England's Matt Fitzpatrick claimed his first career major title Sunday after delivering a shot for the ages, finding the green from a fairway bunker at the last hole, to win the U.S. Open.
Fitzpatrick's incredible shot from the sand 161 yards out settled 18 feet from the cup to all but end what had been a heart-pounding back-nine battle with world No. 1 Scottie Scheffler and Will Zalatoris at The Country Club.
"It's one of the best shots I ever hit, there's no doubt about it," Fitzpatrick said after a two-under-par 68 that left him at six-under for the week.
There had been a lot of talk about Fitzpatrick all week given he won the 2013 U.S. Amateur at the same demanding venue.
The 27-year-old, who began the final round in a share of the lead with Zalatoris and one shot clear of defending champion Jon Rahm, reached the turn with a one-shot lead after mixing two birdies with two bogeys.
But he carded two quick bogeys and, coupled with a Zalatoris birdie, walked off the 11th green trailing by two shots.
He said doubts began to creep in at that point.
"Yeah, sure, there's a little bit," said Fitzpatrick.
"For me, like, I just felt like I could keep hitting the greens and giving myself putts, my putting would take over and I'd make a couple (birdies) coming in, and fortunately that's what I did.
"Yeah, it worked out nicely."
Birdies at the 13th and 15th put Fitzpatrick back in the driver's seat and he held on to join Jack Nicklaus as the only players to win a U.S. Open and U.S. Amateur at the same venue.
Fitzpatrick celebrated with his caddie and then his parents and younger brother, Alex, who was his caddie for his U.S. Amateur win.
At the par-four 15th, Zalatoris' tee shot ended up in thick rough and when he failed to get up and down from a greenside bunker Fitzpatrick had a two-stroke cushion with three to play.
Zalatoris had a chance to draw level at the par-four 17th but his birdie putt from 12 feet came up just short, setting up the dramatic finish.
The PGA Tour's reigning rookie of the year needed to make a birdie at the last to force a playoff but his putt slid just past the left edge of the hole.
Zalatoris, now a three-time runner-up at the majors having fallen just short at the 2021 Masters and last month's PGA Championship, was once again left to wonder what might have been had it not been for two early bogeys.
"I battled like crazy," said Zalatoris, who fought his way back into the mix with three birdies over a sizzling four-hole stretch into the turn.
"Obviously, you say that about every U.S. Open round you play, but considering where I drove it today, the fact I was even under par was obviously pretty nice."
Scheffler, seeking his fifth win of the year, made a dream start with four birdies over the first six holes and held the lead for a brief spell but made two bogeys to start the back nine before grabbing a late birdie
"Today was one of those days I was playing from behind and put myself in position to win the tournament," said Masters champion Scheffler.
"There's definitely a few things I could have done differently, but I'm not going to waste time thinking about it.

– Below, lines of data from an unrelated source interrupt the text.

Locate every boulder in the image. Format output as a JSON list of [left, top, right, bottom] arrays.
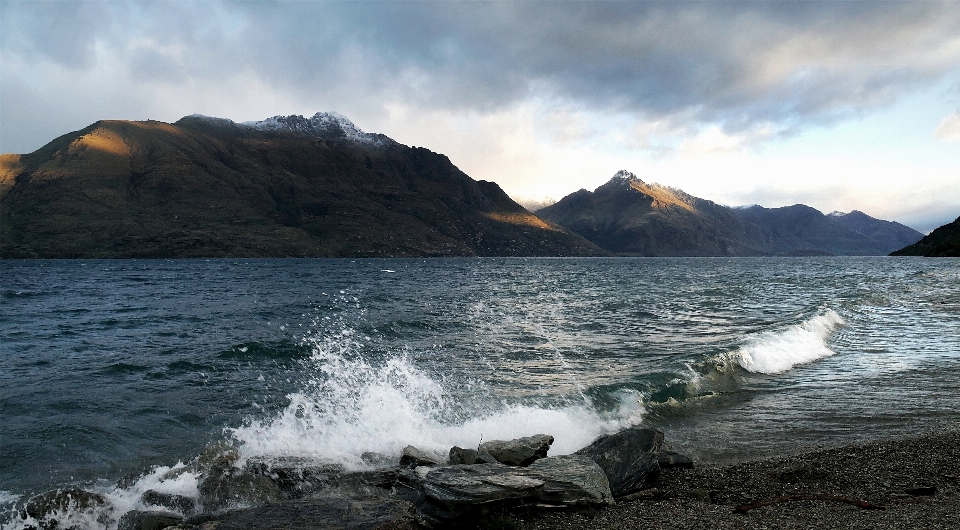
[[394, 463, 545, 523], [22, 488, 108, 521], [244, 456, 401, 500], [117, 509, 183, 530], [394, 456, 613, 524], [245, 456, 344, 494], [140, 490, 196, 515], [448, 446, 478, 465], [575, 427, 663, 497], [198, 463, 284, 512], [476, 434, 554, 466], [527, 455, 613, 507], [207, 488, 417, 530], [399, 445, 444, 468]]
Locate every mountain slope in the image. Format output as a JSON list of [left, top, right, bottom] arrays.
[[0, 114, 603, 258], [538, 171, 922, 256], [537, 171, 762, 256], [891, 216, 960, 257], [733, 205, 920, 256]]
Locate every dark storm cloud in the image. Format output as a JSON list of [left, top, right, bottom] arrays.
[[3, 0, 959, 151]]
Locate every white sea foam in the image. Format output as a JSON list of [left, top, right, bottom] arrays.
[[735, 309, 845, 374], [229, 329, 642, 467], [102, 463, 199, 518]]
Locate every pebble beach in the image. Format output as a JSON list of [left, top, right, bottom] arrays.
[[513, 428, 960, 530]]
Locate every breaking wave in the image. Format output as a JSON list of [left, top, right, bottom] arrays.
[[229, 328, 644, 468], [733, 309, 845, 374]]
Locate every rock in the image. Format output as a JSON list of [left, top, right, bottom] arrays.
[[476, 434, 554, 466], [399, 445, 444, 468], [207, 488, 417, 530], [449, 446, 478, 465], [394, 463, 544, 523], [905, 485, 937, 496], [244, 456, 401, 500], [163, 440, 239, 482], [333, 469, 402, 490], [360, 451, 394, 467], [198, 463, 284, 512], [657, 450, 694, 468], [395, 457, 613, 524], [575, 427, 663, 497], [245, 456, 344, 493], [117, 509, 183, 530], [140, 490, 196, 515], [527, 455, 614, 507], [23, 488, 108, 521]]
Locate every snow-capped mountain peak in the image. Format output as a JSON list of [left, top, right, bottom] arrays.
[[612, 169, 640, 182], [242, 112, 395, 146]]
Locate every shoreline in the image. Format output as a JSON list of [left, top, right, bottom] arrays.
[[513, 428, 960, 529]]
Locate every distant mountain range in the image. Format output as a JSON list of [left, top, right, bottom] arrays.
[[537, 171, 924, 256], [891, 215, 960, 257], [0, 113, 602, 258], [1, 114, 932, 259]]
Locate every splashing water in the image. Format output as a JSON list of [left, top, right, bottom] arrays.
[[735, 310, 846, 374], [229, 327, 643, 468]]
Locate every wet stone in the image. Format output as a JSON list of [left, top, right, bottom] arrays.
[[575, 427, 663, 497], [449, 446, 478, 465], [198, 463, 284, 512], [476, 434, 554, 467], [23, 488, 108, 521], [117, 509, 183, 530], [140, 490, 197, 515], [399, 445, 444, 468]]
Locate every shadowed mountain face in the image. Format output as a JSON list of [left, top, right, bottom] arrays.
[[0, 114, 603, 258], [892, 216, 960, 257], [538, 171, 923, 256]]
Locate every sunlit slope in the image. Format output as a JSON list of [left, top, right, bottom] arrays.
[[0, 116, 602, 258], [538, 171, 765, 256]]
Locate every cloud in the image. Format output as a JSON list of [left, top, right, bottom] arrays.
[[4, 1, 960, 155], [934, 110, 960, 142]]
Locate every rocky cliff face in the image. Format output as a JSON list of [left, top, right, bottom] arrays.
[[0, 114, 603, 258], [537, 171, 923, 256]]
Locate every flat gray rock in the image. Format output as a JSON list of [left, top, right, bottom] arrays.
[[210, 488, 416, 530], [395, 456, 613, 523], [399, 445, 445, 468], [476, 434, 554, 466], [528, 455, 614, 507]]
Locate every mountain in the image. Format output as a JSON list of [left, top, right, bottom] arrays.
[[891, 216, 960, 257], [0, 113, 603, 258], [733, 205, 921, 256], [537, 171, 923, 256], [536, 171, 763, 256], [828, 210, 928, 253]]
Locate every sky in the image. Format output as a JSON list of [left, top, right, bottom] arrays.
[[2, 0, 959, 233]]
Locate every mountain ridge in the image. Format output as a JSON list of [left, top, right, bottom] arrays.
[[891, 215, 960, 257], [0, 114, 603, 258], [538, 171, 923, 256]]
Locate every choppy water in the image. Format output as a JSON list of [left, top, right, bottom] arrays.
[[2, 257, 959, 527]]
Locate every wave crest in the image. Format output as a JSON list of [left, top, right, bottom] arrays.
[[734, 309, 845, 374]]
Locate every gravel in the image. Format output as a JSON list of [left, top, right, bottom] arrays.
[[511, 429, 960, 530]]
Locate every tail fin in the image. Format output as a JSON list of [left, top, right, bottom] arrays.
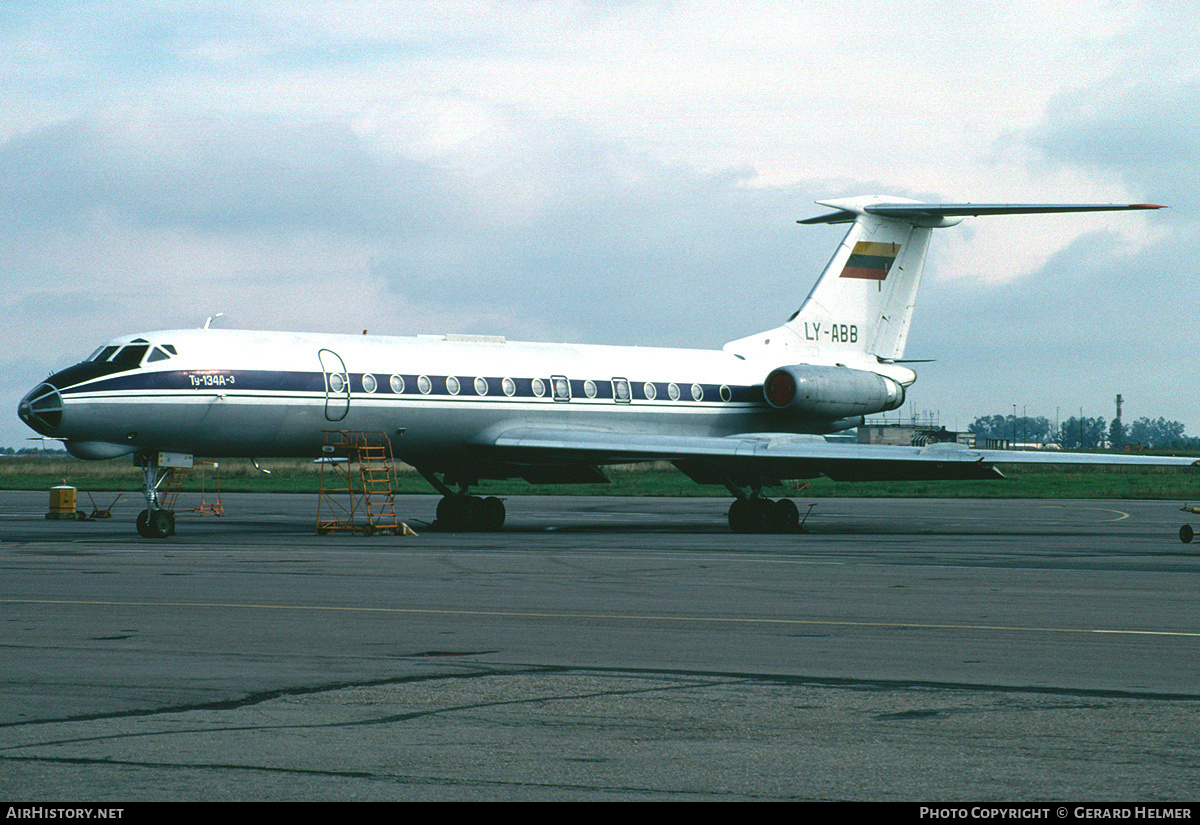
[[724, 196, 1163, 363]]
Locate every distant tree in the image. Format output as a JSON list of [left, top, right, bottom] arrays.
[[968, 414, 1053, 444], [1127, 417, 1187, 449], [1059, 416, 1108, 449], [1109, 417, 1126, 451], [968, 415, 1009, 441], [968, 411, 1195, 451]]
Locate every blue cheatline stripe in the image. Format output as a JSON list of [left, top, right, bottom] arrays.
[[57, 368, 764, 404]]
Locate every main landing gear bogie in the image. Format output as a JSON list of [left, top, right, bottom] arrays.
[[728, 497, 802, 534], [435, 494, 506, 532]]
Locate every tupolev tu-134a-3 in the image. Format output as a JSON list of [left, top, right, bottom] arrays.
[[18, 196, 1197, 537]]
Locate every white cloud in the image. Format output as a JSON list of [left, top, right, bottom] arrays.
[[2, 0, 1198, 447]]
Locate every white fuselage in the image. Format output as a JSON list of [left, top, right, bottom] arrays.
[[25, 328, 885, 472]]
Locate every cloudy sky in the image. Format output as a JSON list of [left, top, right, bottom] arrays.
[[2, 1, 1196, 449]]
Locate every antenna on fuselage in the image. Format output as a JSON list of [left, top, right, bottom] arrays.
[[203, 313, 224, 330]]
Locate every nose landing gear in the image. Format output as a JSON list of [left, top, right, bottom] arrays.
[[134, 452, 188, 538], [136, 507, 175, 538]]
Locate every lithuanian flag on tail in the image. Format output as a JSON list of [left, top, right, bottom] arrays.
[[840, 241, 900, 280]]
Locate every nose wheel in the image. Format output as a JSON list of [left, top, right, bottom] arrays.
[[136, 508, 176, 538]]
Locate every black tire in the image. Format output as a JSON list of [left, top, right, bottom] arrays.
[[746, 499, 773, 533], [437, 496, 479, 531], [136, 509, 152, 538], [729, 499, 773, 533], [1181, 524, 1194, 544], [148, 510, 173, 539], [460, 496, 483, 531], [771, 499, 800, 533], [436, 496, 461, 529], [728, 499, 752, 533], [480, 497, 506, 531]]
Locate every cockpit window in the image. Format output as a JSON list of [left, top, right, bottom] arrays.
[[84, 340, 175, 368], [112, 345, 149, 366]]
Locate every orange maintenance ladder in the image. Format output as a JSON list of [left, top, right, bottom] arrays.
[[316, 431, 414, 536], [159, 459, 223, 516]]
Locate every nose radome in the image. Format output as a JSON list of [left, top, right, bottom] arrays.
[[18, 383, 64, 432]]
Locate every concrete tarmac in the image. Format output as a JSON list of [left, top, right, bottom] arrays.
[[2, 490, 1200, 801]]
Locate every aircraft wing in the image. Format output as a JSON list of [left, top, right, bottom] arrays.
[[478, 427, 1199, 487]]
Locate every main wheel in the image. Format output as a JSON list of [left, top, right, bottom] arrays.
[[436, 495, 477, 531], [728, 499, 752, 533], [771, 499, 800, 533], [729, 499, 779, 534], [479, 497, 506, 531], [437, 495, 506, 532]]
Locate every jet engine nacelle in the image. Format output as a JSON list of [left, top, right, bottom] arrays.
[[763, 364, 905, 418]]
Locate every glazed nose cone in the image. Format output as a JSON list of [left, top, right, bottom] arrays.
[[18, 382, 64, 434]]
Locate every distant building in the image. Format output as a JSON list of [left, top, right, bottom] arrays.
[[857, 420, 976, 447]]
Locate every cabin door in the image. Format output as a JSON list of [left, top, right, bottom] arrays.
[[318, 348, 350, 422]]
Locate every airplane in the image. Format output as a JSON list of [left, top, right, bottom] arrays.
[[17, 195, 1198, 538]]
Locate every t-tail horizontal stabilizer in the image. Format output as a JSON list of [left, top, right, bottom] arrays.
[[726, 196, 1165, 364], [799, 200, 1165, 226]]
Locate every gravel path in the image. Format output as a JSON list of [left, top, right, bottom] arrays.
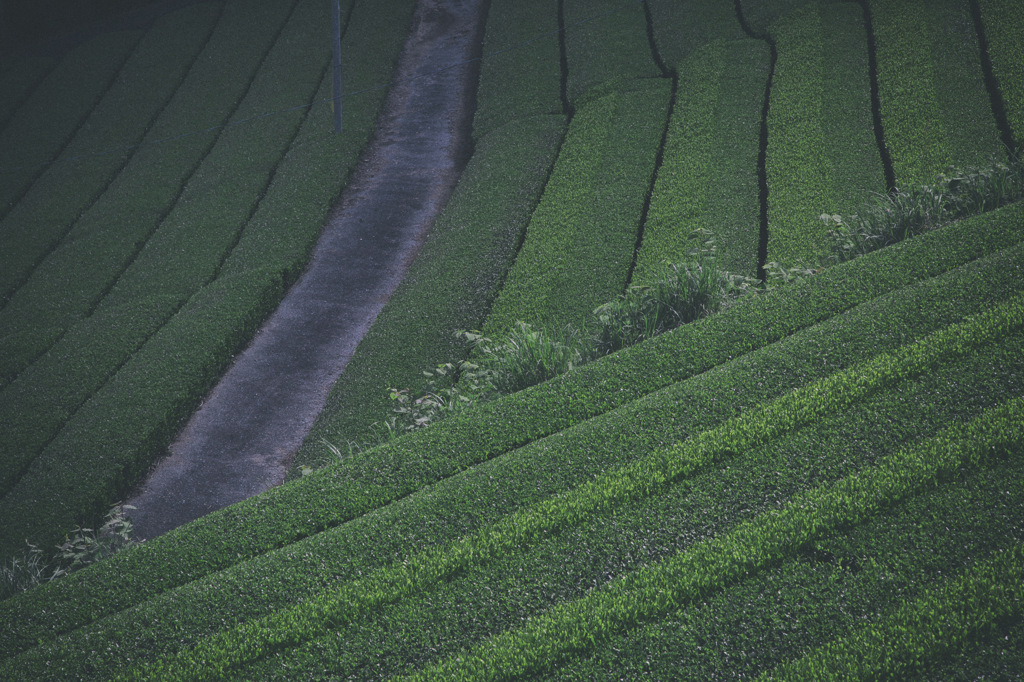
[[126, 0, 486, 541]]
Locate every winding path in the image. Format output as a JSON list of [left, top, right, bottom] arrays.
[[126, 0, 486, 541]]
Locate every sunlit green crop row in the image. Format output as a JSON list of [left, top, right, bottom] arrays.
[[115, 295, 1024, 680], [409, 396, 1024, 680]]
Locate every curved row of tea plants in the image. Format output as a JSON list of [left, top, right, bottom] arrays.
[[0, 0, 416, 561], [0, 30, 141, 224], [0, 53, 59, 132], [481, 80, 671, 334], [764, 1, 885, 266], [0, 4, 222, 312], [761, 544, 1024, 680], [869, 0, 1003, 186], [2, 207, 1020, 668], [406, 393, 1024, 681], [0, 0, 304, 496]]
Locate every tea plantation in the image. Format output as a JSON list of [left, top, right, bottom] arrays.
[[0, 0, 1022, 678]]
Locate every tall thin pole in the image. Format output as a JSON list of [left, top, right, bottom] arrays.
[[331, 0, 342, 133]]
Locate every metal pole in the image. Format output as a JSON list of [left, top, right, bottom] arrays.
[[331, 0, 342, 133]]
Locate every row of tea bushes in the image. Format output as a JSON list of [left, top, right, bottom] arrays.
[[765, 1, 885, 266], [0, 0, 311, 498], [870, 0, 1003, 186], [406, 394, 1024, 680], [0, 4, 221, 308], [0, 30, 141, 223], [482, 80, 671, 334], [0, 0, 415, 562], [114, 304, 1024, 679], [4, 214, 1019, 669], [472, 0, 562, 139], [229, 332, 1024, 680], [634, 38, 768, 281]]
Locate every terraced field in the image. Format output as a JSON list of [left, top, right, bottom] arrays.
[[1, 0, 1022, 678]]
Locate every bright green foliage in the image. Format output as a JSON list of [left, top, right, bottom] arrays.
[[562, 0, 662, 104], [636, 38, 768, 280], [0, 30, 142, 222], [0, 0, 416, 562], [483, 80, 671, 335], [409, 395, 1024, 680], [765, 1, 885, 266], [116, 303, 1024, 679], [292, 115, 567, 471], [0, 4, 222, 306], [473, 0, 562, 138], [1, 203, 1020, 667], [647, 0, 747, 67], [870, 0, 1003, 186], [978, 0, 1024, 145], [761, 547, 1024, 680]]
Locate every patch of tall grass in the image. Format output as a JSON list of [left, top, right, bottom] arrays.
[[828, 156, 1024, 261]]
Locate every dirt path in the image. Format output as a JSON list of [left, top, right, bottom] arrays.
[[126, 0, 486, 541]]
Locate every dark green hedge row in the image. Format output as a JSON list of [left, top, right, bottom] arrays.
[[482, 79, 671, 334], [979, 0, 1024, 145], [0, 4, 222, 310], [93, 0, 328, 312], [0, 0, 299, 386], [635, 38, 768, 281], [126, 316, 1024, 680], [472, 0, 562, 140], [291, 114, 567, 472], [0, 29, 141, 223], [4, 224, 1020, 670], [0, 0, 416, 563], [870, 0, 1003, 187], [0, 0, 311, 496], [562, 0, 661, 104], [647, 0, 748, 69], [0, 54, 59, 132], [765, 2, 885, 266], [764, 547, 1024, 679]]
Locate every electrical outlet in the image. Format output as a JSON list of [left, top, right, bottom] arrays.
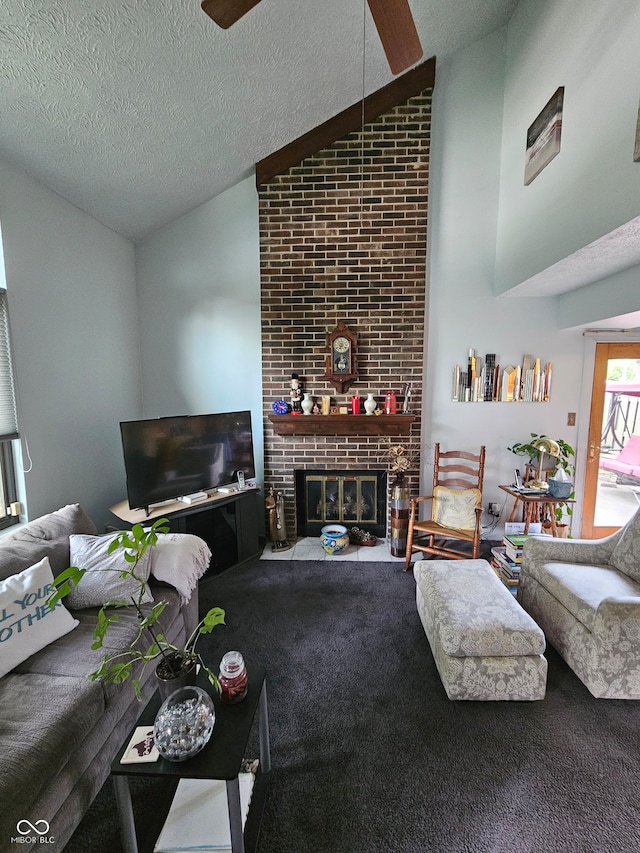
[[488, 502, 500, 517]]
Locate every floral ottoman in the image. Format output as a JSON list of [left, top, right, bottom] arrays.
[[413, 559, 547, 700]]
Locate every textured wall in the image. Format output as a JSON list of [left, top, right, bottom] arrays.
[[494, 0, 640, 297], [258, 90, 431, 537], [134, 176, 264, 498], [0, 158, 140, 529]]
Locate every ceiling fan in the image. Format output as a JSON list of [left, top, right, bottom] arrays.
[[200, 0, 423, 75]]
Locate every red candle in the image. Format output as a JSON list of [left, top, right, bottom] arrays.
[[351, 395, 361, 415], [384, 390, 397, 414]]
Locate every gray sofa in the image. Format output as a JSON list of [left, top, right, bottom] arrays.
[[0, 504, 199, 851], [518, 507, 640, 699]]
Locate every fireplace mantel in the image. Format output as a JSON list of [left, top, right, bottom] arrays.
[[268, 414, 415, 436]]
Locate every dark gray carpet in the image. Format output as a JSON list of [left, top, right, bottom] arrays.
[[67, 556, 640, 853]]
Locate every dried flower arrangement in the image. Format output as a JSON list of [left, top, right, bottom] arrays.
[[382, 439, 420, 474]]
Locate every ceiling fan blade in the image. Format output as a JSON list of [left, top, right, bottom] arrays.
[[366, 0, 423, 75], [201, 0, 263, 29]]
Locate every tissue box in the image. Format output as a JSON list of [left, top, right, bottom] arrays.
[[548, 479, 572, 498]]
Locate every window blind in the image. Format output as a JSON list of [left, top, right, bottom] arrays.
[[0, 289, 18, 441]]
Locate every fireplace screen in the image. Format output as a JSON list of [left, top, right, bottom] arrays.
[[295, 470, 386, 537]]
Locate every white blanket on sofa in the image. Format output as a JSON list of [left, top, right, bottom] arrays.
[[149, 533, 212, 603]]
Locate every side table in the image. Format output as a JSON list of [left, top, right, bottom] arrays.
[[111, 664, 270, 853], [499, 485, 576, 536]]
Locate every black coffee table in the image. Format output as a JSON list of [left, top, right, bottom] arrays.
[[111, 664, 270, 853]]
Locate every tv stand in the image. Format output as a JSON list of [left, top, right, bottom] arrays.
[[110, 489, 260, 578]]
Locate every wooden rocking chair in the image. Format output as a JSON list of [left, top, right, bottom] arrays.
[[404, 444, 486, 570]]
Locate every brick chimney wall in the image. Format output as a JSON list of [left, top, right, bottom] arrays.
[[258, 89, 431, 538]]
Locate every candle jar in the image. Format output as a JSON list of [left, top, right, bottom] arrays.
[[219, 650, 248, 704], [351, 395, 361, 415], [384, 390, 397, 415]]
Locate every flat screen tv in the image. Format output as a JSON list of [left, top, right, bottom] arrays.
[[120, 411, 255, 511]]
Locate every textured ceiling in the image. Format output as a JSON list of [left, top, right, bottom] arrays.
[[507, 216, 640, 299], [0, 0, 518, 242]]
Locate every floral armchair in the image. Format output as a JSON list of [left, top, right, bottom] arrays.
[[518, 508, 640, 699]]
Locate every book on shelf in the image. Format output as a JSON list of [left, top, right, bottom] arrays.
[[483, 353, 496, 401], [453, 364, 460, 401], [154, 773, 255, 852], [502, 365, 516, 402], [492, 362, 501, 401], [544, 362, 552, 401]]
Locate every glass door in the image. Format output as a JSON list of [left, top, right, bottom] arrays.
[[581, 342, 640, 538]]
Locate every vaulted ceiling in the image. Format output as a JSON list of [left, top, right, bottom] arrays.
[[0, 0, 518, 242]]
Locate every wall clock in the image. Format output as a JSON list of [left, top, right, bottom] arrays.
[[325, 322, 359, 393]]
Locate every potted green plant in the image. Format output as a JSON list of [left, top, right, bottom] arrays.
[[47, 518, 225, 700], [507, 433, 575, 477], [508, 432, 576, 529]]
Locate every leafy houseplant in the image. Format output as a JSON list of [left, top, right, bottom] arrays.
[[507, 433, 575, 476], [507, 432, 576, 524], [48, 518, 225, 700]]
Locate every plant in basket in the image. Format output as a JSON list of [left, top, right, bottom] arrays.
[[47, 518, 225, 699]]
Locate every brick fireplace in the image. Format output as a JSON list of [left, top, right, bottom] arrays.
[[295, 469, 387, 537], [258, 74, 432, 539]]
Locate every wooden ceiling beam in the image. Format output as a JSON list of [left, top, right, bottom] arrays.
[[255, 56, 436, 186]]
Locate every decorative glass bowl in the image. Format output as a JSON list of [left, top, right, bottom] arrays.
[[320, 524, 350, 555], [153, 685, 215, 762]]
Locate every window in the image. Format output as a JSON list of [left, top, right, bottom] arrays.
[[0, 288, 19, 530]]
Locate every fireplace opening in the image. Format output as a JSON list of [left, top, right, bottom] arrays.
[[295, 469, 387, 537]]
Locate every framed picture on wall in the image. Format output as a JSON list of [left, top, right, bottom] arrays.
[[524, 86, 565, 185]]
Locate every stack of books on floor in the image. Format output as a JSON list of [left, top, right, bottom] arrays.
[[491, 545, 520, 594], [491, 533, 543, 594]]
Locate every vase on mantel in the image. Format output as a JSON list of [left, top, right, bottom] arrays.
[[301, 393, 314, 415], [364, 393, 376, 415]]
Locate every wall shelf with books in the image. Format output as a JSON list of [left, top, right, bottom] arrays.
[[452, 349, 552, 402]]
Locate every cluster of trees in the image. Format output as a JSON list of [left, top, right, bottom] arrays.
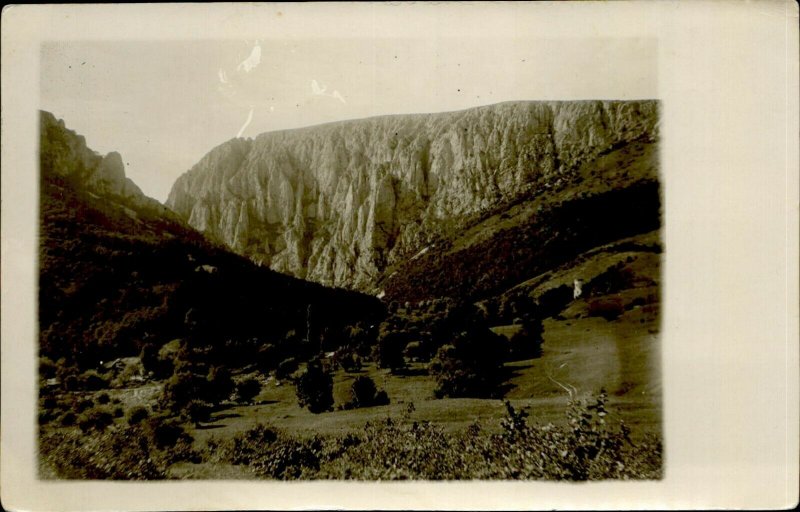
[[382, 181, 661, 303], [38, 160, 385, 373]]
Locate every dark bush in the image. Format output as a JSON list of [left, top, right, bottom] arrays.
[[429, 326, 509, 399], [508, 317, 544, 361], [75, 398, 93, 413], [139, 342, 160, 374], [375, 328, 406, 372], [206, 366, 234, 403], [39, 356, 58, 379], [79, 370, 110, 391], [149, 417, 190, 449], [349, 375, 385, 409], [185, 399, 213, 427], [162, 370, 206, 410], [113, 406, 124, 418], [403, 341, 427, 362], [77, 407, 114, 433], [127, 405, 149, 425], [60, 411, 77, 426], [373, 390, 390, 406], [295, 359, 333, 414], [587, 262, 635, 297], [62, 374, 79, 391], [537, 284, 574, 319], [587, 297, 625, 321], [38, 410, 55, 425], [236, 377, 261, 404], [42, 395, 59, 411], [96, 392, 111, 405]]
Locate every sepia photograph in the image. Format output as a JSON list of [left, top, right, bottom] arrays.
[[35, 32, 663, 480], [2, 1, 797, 510]]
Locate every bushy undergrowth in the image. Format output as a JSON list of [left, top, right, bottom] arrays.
[[39, 417, 196, 479], [209, 393, 661, 480], [40, 392, 661, 481]]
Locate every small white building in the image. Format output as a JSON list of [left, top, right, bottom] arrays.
[[573, 278, 584, 299]]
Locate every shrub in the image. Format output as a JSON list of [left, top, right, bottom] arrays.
[[40, 425, 166, 479], [139, 342, 160, 374], [148, 416, 190, 449], [39, 356, 58, 379], [127, 406, 149, 425], [79, 370, 110, 391], [587, 262, 635, 297], [113, 406, 124, 418], [429, 326, 509, 399], [41, 395, 59, 411], [75, 398, 93, 413], [77, 407, 114, 433], [162, 370, 206, 410], [348, 375, 386, 409], [96, 392, 111, 405], [38, 410, 55, 425], [403, 341, 426, 362], [508, 317, 544, 361], [206, 366, 234, 404], [60, 411, 77, 426], [185, 400, 213, 427], [375, 329, 406, 372], [295, 358, 333, 414], [373, 390, 390, 406], [587, 298, 625, 321], [62, 374, 79, 392], [236, 377, 261, 404], [537, 284, 573, 318]]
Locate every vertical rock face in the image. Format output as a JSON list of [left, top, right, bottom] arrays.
[[166, 100, 659, 291]]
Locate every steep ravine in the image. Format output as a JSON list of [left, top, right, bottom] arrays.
[[167, 100, 659, 291]]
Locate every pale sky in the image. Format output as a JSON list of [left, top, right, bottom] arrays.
[[41, 38, 656, 202]]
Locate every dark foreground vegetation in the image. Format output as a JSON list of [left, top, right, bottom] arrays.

I'm going to recover from this and move on and hopefully be better from here."
Former Masters champion Hideki Matsuyama carded the low round of the week, a five-under-par 65 that powered him into fourth place, a shot clear of pre-tournament favorite Rory McIlroy (69) and twice major winner Collin Morikawa (66).
World No. 2 Rahm, who squandered a chance to take the 54-hole lead after a closing double-bogey on Saturday, shot a four-over 74 that left him seven shots back of Fitzpatrick.